(Dedicado a mi amigo
Alejandro, por ser la persona que me indujo a escribir este relato)
Solía cazar por aquellas
fechas en el Coto de La Contienda de Encinasola, del cual era socio. Lo que se cuenta,
--escrito sin ánimo de crear ningún tipo de polémica-- ocurrió una fría mañana
de invierno hace ya bastantes años. Me acompañaba el más joven de mis hijos.
El “postor”--persona
encargada de colocar los puestos--nos dejó en el punto que, mediante sorteo
previo, nos había correspondido. Situados en una umbría, donde las muy
abundantes y viejas jaras nos cubrían por completo, era el lugar idóneo para ver
sin ser visto. Al frente, en el solano, la maleza clareaba ligeramente formando
algo así como una especie de plaza; punto presumible por donde se esperaba que
apareciesen los “bichos”.
Se debe aclarar, que normalmente, en este tipo
de cacerías solo se abaten los ciervos adultos pero, algunas puertas –entre
ellas la nuestra- estaban autorizadas
para disparar a las hembras; medida legal que se lleva a cabo cuando son
abundantes y se hace aconsejable el descaste.
La tremenda algarabía de
ladridos que se barruntaban lejanos, era señal evidente de que se había
producido la suelta de rehalas, dando comienzo la montería.

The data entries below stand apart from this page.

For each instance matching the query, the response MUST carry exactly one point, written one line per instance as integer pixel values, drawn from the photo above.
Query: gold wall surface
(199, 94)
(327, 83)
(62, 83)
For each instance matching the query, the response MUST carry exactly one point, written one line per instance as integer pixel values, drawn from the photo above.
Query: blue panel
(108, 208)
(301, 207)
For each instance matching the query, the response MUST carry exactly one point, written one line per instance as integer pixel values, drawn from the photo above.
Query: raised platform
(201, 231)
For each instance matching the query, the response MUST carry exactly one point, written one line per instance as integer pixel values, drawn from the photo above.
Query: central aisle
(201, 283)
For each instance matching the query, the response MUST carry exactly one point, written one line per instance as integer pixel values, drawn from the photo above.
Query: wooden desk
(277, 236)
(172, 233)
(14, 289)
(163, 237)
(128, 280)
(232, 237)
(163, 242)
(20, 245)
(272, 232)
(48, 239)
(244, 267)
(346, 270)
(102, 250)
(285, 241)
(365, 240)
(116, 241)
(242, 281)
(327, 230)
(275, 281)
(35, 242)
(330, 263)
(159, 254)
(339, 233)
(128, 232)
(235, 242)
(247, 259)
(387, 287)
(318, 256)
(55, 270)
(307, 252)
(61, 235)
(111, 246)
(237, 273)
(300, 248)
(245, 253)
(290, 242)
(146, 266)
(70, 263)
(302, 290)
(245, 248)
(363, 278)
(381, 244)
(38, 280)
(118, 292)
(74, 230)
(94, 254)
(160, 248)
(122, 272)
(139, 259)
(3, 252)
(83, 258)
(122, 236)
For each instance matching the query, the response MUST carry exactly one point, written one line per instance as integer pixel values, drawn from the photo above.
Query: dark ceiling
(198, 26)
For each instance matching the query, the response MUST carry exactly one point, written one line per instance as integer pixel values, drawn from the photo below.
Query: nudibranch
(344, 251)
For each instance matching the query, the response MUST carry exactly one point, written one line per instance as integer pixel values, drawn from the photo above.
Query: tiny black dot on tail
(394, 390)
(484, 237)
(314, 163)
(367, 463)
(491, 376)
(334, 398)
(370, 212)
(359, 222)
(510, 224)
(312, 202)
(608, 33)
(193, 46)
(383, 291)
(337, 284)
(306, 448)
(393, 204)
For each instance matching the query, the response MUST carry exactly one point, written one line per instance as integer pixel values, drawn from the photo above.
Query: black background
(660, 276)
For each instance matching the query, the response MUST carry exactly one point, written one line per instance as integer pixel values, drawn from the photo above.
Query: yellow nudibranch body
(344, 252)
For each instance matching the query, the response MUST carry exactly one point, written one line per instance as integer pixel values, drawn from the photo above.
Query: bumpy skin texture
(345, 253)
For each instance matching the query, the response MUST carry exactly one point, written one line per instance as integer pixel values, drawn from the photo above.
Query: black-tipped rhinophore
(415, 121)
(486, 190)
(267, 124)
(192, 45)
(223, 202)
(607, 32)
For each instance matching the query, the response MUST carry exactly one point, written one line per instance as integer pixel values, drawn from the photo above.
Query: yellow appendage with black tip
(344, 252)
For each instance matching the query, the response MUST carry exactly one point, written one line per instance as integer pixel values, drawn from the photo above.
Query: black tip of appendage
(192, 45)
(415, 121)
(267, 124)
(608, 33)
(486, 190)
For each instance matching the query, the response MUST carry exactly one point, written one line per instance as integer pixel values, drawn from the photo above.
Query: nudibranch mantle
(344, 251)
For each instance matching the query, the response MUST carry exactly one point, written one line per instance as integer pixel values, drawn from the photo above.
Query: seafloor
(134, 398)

Seguidamente comenzaron
las persecuciones de los perros sobre venados y jabalíes y, a no tardar, empezó
a sonar el repetido y trágico lenguaje de las armas.
No hubo que esperar mucho
tiempo. De pronto, a nuestras espaldas, oímos
un exagerado tropel entre la maleza sin poder precisar quien lo provocaba. La
incógnita quedó aclarada de inmediato porque, frente a nosotros, como a unos
diez o doce metros de distancia, se detuvo una cierva acompañada de su cervato.
Los animales, con la lengua fuera, jadeaban como si les faltase el aire; posiblemente
cansados de correr por el monte en su intento natural por escapar del acoso de los
perros.
Con lentitud encaré el
rifle. Mientras apuntaba a la aterrorizada
cierva, el animal nos miraba con fijeza. En sus ojos tremendamente abiertos, se
reflejaban la sorpresa y el pánico que debía sufrir en esos momentos. Parecía como
si estuviese suplicando: ¿me vas a disparar?... ¡Es mi hijo quien me acompaña y
no hemos hecho mal a nadie!
Solo fueron unos cuantos segundos de tensa
indecisión. Los suficientes para llegar al convencimiento de que no tenía
ningún derecho a sentenciar la vida de aquella madre sólo por el inútil capricho
de apretar el gatillo.
Una leve palmada fue
suficiente para que las reses continuaran su huida, desapareciendo de inmediato
entre la espesura del entorno.
Solo queda decir, que pasado
un tiempo me deshice del arma. A partir de aquel momento, nunca más he vuelto a
practicar la caza en ninguna de sus formas.